DuckDB.NET icon indicating copy to clipboard operation
DuckDB.NET copied to clipboard

Error in large appender add

Open Cricle opened this issue 2 years ago • 11 comments

At that time I want sync mysql to duckdb, I use appender to insert ~ 50w rows.

I after checked the data consistence, some TIMESTAMP value is error.

Like that

image

But I try insert or update this row, It will be ok.

INSERT INTO "juhe1" (_id, datetime, ja1, ja2, sa3, ca4)
VALUES (10022702, '2023-07-06 18:59:03', '2010-07-30 15:07:32', 11, '327.84', 'gNcTiI06wP')
ON CONFLICT (_id)
DO UPDATE SET datetime=EXCLUDED.datetime, ja1=EXCLUDED.ja1, ja2=EXCLUDED.ja2, sa3=EXCLUDED.sa3, ca4=EXCLUDED.ca4;

The append code is

public static Action<DuckDBAppenderRow, IDataReader>[] BuildFetcher(IDataRecord record)
{
    var fetcher = new Action<DuckDBAppenderRow, IDataReader>[record.FieldCount];
    for (int i = 0; i < fetcher.Length; i++)
    {
        var index = i;
        var type = record.GetFieldType(i);
        if (type == typeof(bool))
            fetcher[i] = (row, reader) => row.AppendValue(reader.GetBoolean(index));
        else if (type == typeof(sbyte))
            fetcher[i] = (row, reader) => row.AppendValue((sbyte)reader.GetByte(index));
        else if (type == typeof(byte))
            fetcher[i] = (row, reader) => row.AppendValue(reader.GetByte(index));
        else if (type == typeof(short))
            fetcher[i] = (row, reader) => row.AppendValue(reader.GetInt16(index));
        else if (type == typeof(ushort))
            fetcher[i] = (row, reader) => row.AppendValue((ushort)reader.GetInt16(index));
        else if (type == typeof(int))
            fetcher[i] = (row, reader) => row.AppendValue(reader.GetInt32(index));
        else if (type == typeof(uint))
            fetcher[i] = (row, reader) => row.AppendValue((uint)reader.GetInt32(index));
        else if (type == typeof(long))
            fetcher[i] = (row, reader) => row.AppendValue(reader.GetInt64(index));
        else if (type == typeof(ulong))
            fetcher[i] = (row, reader) => row.AppendValue((ulong)reader.GetInt64(index));
        else if (type == typeof(float))
            fetcher[i] = (row, reader) => row.AppendValue(reader.GetFloat(index));
        else if (type == typeof(double))
            fetcher[i] = (row, reader) => row.AppendValue(reader.GetDouble(index));
        else if (type == typeof(decimal))
            fetcher[i] = (row, reader) => row.AppendValue((double)reader.GetDecimal(index));
        else if (type == typeof(DateTime))
            fetcher[i] = (row, reader) => row.AppendValue(reader.GetDateTime(index));
        else if (type == typeof(string))
            fetcher[i] = (row, reader) => row.AppendValue(reader.GetString(index));
        else
            throw new NotSupportedException(type.ToString());
    }
    return fetcher;
}
//Here is execute code
var res = 0;
var fetcher = BuildFetcher(reader);
using (var appender = duckDBConnection.CreateAppender(tableName))
{
    var fieldCount = reader.FieldCount;
    while (reader.Read())
    {
        var row = appender.CreateRow();
        for (int i = 0; i < fieldCount; i++)
        {
            fetcher[i](row, reader);
        }
        row.EndRow();
        res++;
    }
}
return Task.FromResult(res);

The probability of this occurring is approximately once every thousands of lines.
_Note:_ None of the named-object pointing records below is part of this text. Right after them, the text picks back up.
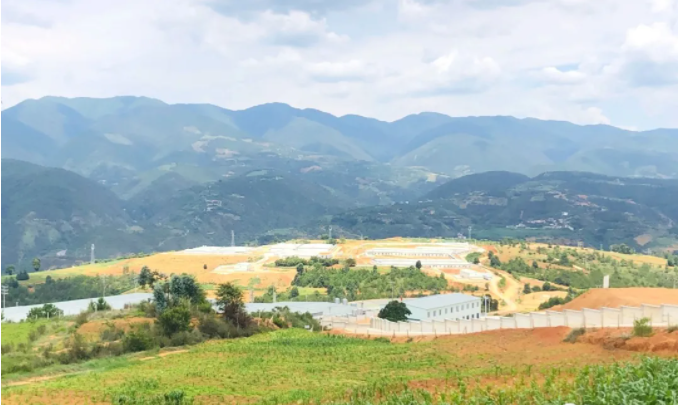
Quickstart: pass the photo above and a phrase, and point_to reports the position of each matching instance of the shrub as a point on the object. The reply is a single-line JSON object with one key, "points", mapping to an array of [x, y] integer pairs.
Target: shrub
{"points": [[111, 333], [81, 319], [175, 319], [642, 328], [139, 339], [186, 338], [574, 335], [213, 327]]}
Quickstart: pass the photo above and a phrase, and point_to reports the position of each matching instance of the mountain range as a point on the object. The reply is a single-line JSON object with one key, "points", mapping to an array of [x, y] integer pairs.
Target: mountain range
{"points": [[56, 214], [126, 143]]}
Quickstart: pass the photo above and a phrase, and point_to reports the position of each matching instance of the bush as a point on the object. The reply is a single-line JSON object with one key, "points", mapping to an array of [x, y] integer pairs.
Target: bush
{"points": [[81, 319], [175, 319], [642, 328], [139, 339], [574, 335], [213, 327], [186, 338], [111, 333]]}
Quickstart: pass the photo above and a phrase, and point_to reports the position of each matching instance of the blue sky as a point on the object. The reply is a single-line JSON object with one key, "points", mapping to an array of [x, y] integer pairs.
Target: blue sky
{"points": [[589, 62]]}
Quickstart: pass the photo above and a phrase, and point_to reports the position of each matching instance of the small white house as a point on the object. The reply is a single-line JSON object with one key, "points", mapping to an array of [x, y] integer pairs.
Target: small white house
{"points": [[453, 306], [475, 275]]}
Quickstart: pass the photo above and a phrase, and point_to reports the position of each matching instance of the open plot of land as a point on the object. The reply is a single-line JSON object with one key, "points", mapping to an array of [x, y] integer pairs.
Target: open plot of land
{"points": [[615, 297], [294, 365]]}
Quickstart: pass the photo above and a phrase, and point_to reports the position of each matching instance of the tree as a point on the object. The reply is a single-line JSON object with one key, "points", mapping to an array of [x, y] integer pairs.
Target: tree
{"points": [[45, 311], [185, 287], [394, 311], [175, 319], [563, 259], [230, 302], [99, 305]]}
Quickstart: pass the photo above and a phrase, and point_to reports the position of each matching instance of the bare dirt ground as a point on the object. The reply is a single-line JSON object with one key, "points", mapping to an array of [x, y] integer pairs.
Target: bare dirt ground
{"points": [[615, 297], [661, 341]]}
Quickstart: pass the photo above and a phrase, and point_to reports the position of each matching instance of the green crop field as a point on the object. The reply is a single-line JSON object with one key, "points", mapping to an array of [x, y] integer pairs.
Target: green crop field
{"points": [[15, 333], [295, 366]]}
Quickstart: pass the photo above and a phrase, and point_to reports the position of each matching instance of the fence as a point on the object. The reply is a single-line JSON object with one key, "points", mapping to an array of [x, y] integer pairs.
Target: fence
{"points": [[660, 316]]}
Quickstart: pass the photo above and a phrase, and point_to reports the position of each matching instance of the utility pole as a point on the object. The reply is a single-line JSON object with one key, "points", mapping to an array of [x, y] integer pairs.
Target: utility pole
{"points": [[5, 291]]}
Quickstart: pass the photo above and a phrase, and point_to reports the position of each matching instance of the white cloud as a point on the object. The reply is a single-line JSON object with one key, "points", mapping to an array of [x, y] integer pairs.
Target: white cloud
{"points": [[548, 58], [553, 75]]}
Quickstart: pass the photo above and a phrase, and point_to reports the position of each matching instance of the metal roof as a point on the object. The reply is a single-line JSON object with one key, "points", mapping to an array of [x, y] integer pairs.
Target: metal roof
{"points": [[16, 314], [440, 300], [315, 308]]}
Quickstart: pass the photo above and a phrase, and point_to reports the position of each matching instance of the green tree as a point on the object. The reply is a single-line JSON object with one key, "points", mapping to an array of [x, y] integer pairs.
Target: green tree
{"points": [[563, 259], [394, 311], [175, 319], [146, 277], [45, 311], [230, 302]]}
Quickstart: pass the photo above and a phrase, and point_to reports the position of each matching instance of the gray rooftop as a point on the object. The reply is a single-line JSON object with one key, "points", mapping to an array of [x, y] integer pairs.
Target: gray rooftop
{"points": [[315, 308], [16, 314], [440, 300]]}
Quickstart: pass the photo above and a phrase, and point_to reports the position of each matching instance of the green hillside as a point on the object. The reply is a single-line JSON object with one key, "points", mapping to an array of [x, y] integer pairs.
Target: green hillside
{"points": [[564, 206]]}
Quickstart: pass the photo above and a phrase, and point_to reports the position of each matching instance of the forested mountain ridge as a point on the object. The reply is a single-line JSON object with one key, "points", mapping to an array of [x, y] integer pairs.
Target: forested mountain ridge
{"points": [[567, 206], [127, 142], [55, 214]]}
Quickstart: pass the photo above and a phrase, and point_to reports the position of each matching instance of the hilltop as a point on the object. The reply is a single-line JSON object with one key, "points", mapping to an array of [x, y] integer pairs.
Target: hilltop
{"points": [[126, 140]]}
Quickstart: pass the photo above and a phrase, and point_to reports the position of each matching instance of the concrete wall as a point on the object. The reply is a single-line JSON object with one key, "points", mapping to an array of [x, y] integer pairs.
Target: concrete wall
{"points": [[660, 315]]}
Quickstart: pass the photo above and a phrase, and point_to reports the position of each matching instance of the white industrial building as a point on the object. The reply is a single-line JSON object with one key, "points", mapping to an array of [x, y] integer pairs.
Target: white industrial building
{"points": [[475, 275], [434, 250], [429, 263], [301, 250], [453, 306]]}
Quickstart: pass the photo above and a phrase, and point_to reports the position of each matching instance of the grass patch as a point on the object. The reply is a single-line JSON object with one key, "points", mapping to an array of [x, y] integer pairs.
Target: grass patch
{"points": [[574, 335], [642, 328]]}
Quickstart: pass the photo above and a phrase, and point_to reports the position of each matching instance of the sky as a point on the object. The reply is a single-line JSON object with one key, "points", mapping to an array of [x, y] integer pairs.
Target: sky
{"points": [[588, 62]]}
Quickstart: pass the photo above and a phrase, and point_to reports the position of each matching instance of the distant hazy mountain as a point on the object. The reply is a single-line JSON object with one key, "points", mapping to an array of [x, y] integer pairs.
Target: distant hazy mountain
{"points": [[56, 214], [564, 206], [125, 141]]}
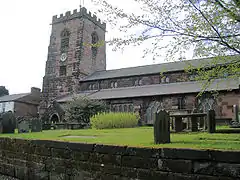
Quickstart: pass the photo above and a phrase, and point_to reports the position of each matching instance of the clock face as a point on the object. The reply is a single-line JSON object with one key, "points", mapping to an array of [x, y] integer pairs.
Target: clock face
{"points": [[63, 57]]}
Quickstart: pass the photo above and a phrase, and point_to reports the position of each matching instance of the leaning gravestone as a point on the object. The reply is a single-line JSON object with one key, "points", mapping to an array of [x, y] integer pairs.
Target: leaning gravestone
{"points": [[36, 125], [8, 122], [23, 125], [162, 127]]}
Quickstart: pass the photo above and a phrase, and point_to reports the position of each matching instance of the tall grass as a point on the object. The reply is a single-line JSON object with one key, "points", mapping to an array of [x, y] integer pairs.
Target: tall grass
{"points": [[114, 120]]}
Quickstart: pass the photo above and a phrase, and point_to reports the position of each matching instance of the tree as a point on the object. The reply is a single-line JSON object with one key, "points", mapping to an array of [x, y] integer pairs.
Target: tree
{"points": [[82, 109], [210, 28], [3, 91]]}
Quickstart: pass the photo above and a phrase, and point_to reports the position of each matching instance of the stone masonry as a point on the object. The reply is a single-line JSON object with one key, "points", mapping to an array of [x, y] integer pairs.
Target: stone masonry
{"points": [[50, 160], [79, 61]]}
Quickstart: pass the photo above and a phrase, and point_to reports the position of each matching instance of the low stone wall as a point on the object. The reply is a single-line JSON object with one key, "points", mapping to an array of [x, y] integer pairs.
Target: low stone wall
{"points": [[41, 159]]}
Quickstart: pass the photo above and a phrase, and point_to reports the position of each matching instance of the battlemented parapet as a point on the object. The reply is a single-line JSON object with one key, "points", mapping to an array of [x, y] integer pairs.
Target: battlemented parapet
{"points": [[78, 14]]}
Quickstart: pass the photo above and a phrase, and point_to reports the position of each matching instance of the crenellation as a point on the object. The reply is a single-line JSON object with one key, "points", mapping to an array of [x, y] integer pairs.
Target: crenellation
{"points": [[75, 11], [78, 14], [68, 13]]}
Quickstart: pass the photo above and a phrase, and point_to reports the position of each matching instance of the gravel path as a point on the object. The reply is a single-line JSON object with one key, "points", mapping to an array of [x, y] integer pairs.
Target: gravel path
{"points": [[2, 177]]}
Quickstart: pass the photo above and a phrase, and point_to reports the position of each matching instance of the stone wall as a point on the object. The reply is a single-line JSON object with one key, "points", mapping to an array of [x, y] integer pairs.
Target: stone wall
{"points": [[41, 159]]}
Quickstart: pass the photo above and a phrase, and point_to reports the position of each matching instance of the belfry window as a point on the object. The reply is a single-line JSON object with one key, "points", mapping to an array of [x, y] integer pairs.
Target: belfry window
{"points": [[94, 44], [63, 71], [65, 40]]}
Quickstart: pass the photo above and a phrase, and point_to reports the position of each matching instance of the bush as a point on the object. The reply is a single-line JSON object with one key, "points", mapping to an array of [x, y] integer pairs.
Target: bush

Cricle avatar Nov 17 '23 01:11 Cricle

What error do the timestamp values have?

Giorgi avatar Nov 17 '23 08:11 Giorgi

What error do the timestamp values have?

The timestamp in some rows will error for inserted.

Like inserted '2020-01-01 00:00:00', when query result will be '2030-02-03 12:01:02'. I don't know it is duckdb error or the library error. I try use insert into to insert ~50w rows data, some result is error, I try insert ~15w rows, It will be ok.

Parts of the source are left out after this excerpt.